Le service militaire (obligatoire pour les mâles durant six mois en Turquie, interdit aux homosexuels et aux trans, sur présentation d'un certificat médical, à base d'examens humiliants lors de l'incorporation) constitue un passage initiatique homosocial * qui inculque aux garçons la violence via des brimades, l'enfermement, l'encasernement, la soumission à des ordres et des tâches répétitives, absurdes, voire maltraitantes, les brimades, les bizutages des aînés et de la hiérarchie étant tolérés et même encouragés. 2000 appelés perdraient ainsi la vie dans leurs casernes. Pas mal en reviennent avec un PTSD non soigné, évidemment. Puis on les initie au combat et au maniement des armes. Ainsi le "Mehmetçik" (petit Mehmet) devient-il un "Mehmet" dans une patrie nationaliste où l'armée constitue historiquement et plus que jamais la colonne vertébrale. Devenir un homme en rampant. 

Bien que la méthode sociologique employée par Pinar Selek, à base de questionnaires faisant remonter un verbatim constitue la trame de l'ouvrage, on est ici dans l'anthropologie. Faisant le lien entre Hannah Arendt (Les origines du totalitarisme), les travaux de Foucault (Surveiller et punir), en passant par ceux des féministes Monique Wittig et Colette Guillaumin " qui ne définissent pas l'hétérosexualité comme une simple pratique sexuelle mais comme une norme imposée ", Pinar Selek écrit en cent pages un ouvrage universel sur la fabrique du masculin hégémonique. C'est à la fois implacable, terrifiant et magistral. A lire absolument.

La page de l'ouvrage chez Des Femmes

" Le service militaire réunit matériellement les hommes et crée une unité apparente, autour d'un critère précis : avoir un pénis 'qui fonctionne'. Basé sur une idéologie patriotique valorisée par les familles, il rassemble 'ceux qui ont le pouvoir de baiser' pour former le corps principal de la nation.

" L'expérience du service militaire en Turquie n'est qu'un exemple du rôle des structures militaristes dans la transformation d'un enfant en un sujet de la violence masculine. Elle démontre comment les ténèbres qui font d'un bébé un assassin sont façonnées par cette raison du pouvoir dans laquelle les sujets masculins s'intègrent, en s'habituant, à différents degrés, à la hiérarchie, à l'arbitraire, à l'irrationalité... "

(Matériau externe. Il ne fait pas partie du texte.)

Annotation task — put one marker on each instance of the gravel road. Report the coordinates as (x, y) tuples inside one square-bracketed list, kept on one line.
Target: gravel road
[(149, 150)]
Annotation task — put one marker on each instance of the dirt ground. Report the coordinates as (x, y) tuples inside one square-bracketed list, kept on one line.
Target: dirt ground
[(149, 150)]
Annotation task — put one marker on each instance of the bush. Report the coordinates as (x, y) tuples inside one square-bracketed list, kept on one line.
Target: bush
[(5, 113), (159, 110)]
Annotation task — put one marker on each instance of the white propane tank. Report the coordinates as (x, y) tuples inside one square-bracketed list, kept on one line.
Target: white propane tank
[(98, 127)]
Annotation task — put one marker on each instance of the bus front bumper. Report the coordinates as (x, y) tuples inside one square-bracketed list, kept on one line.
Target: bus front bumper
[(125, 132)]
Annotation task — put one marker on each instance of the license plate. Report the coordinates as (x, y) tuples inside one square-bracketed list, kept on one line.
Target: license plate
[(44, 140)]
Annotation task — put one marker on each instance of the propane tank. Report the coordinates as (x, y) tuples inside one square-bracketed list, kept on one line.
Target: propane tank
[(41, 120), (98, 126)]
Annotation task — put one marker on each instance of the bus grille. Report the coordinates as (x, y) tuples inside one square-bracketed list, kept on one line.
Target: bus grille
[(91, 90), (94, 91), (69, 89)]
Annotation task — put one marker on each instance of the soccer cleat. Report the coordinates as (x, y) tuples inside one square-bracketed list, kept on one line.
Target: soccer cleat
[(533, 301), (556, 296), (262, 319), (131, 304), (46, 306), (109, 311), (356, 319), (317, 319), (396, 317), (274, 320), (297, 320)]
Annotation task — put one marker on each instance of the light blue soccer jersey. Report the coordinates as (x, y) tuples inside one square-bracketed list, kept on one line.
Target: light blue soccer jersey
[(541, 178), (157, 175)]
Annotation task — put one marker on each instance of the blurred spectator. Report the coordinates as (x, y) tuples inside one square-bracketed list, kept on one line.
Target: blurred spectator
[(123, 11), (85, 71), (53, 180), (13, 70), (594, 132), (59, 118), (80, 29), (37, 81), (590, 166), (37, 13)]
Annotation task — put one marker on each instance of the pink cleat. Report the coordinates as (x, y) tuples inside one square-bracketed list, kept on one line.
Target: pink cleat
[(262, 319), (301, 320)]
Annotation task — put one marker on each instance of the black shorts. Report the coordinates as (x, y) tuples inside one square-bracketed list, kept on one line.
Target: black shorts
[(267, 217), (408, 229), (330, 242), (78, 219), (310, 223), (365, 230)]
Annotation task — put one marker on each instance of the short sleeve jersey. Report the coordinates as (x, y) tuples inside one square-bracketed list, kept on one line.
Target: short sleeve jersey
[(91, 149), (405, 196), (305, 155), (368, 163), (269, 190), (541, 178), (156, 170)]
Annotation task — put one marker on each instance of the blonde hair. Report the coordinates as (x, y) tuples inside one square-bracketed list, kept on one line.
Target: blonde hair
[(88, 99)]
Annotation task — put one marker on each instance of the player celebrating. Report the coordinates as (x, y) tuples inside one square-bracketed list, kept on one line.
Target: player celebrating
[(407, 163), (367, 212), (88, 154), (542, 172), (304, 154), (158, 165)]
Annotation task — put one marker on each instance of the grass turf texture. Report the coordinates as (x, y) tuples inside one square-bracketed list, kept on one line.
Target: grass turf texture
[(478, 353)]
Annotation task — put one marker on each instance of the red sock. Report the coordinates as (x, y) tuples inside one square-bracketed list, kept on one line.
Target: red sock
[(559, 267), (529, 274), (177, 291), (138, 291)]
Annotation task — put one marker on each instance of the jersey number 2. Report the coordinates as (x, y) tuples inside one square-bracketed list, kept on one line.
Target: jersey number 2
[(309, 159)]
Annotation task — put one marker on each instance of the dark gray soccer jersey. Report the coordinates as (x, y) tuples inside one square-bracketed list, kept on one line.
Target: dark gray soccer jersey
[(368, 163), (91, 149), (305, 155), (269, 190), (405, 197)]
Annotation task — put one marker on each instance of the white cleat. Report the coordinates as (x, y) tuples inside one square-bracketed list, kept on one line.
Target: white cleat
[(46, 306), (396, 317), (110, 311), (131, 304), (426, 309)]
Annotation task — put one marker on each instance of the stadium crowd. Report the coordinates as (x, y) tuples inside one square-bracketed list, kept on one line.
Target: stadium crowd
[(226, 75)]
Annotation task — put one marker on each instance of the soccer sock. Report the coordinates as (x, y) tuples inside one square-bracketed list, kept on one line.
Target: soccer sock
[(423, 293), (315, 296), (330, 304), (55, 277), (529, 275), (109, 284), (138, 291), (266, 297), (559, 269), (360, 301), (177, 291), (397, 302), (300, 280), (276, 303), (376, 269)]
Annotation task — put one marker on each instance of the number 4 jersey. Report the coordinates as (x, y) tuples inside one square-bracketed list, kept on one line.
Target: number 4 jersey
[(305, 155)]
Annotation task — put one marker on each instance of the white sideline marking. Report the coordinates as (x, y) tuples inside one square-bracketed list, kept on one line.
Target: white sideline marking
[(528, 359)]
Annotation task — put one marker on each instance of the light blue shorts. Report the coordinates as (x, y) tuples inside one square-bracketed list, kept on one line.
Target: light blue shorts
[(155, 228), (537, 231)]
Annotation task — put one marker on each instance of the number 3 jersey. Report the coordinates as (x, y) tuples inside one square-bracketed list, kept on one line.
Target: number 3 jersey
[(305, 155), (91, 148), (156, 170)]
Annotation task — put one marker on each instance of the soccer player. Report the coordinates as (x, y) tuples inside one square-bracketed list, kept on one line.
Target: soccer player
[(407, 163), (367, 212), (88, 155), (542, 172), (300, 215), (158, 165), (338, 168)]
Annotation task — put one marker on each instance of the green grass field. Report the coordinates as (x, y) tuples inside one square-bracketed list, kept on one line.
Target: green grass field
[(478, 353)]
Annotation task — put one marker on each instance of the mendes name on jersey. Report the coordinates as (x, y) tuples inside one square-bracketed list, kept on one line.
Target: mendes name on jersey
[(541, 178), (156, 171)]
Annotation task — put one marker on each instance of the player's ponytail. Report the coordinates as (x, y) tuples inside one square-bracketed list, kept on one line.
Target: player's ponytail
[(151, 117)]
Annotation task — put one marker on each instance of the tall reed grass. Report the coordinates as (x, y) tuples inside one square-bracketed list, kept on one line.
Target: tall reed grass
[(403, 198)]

" La citoyenneté masculine prend ainsi forme dans l'uniforme. Ce processus met à nu la place de la masculinité normative dans l'organisation de la violence politique ainsi que dans la structuration sociale de la violence. La reproduction de l'identité masculine par la violence sert à la militarisation et à la généralisation de la violence politique par les corps masculins. [...] Proclamés pachas dans leur enfance, ils apprennent à combattre non seulement les ennemis de l'Etat, mais également quiconque oserait effleurer leur honneur masculin caché dans le corps des femmes de leur famille. "

* " Les communautés homosociales exclusivement masculines de l'armée, des équipes de football, des internats, des supporters sportifs, des organisations mafieuses consolident la masculinité, réorganisent le déséquilibre entre les sexes et les espaces de lutte de pouvoir entre les hommes. " Hilar Onur / Bertin Konyuncu, cités dans l'ouvrage. 

Pinar Selek vit et publie désormais en France car elle est victime de la répression que subissent les intellectuels en Turquie. Elle sociologue et écrivaine. 

Les citations de l'autrice sont en caractères gras et rouges.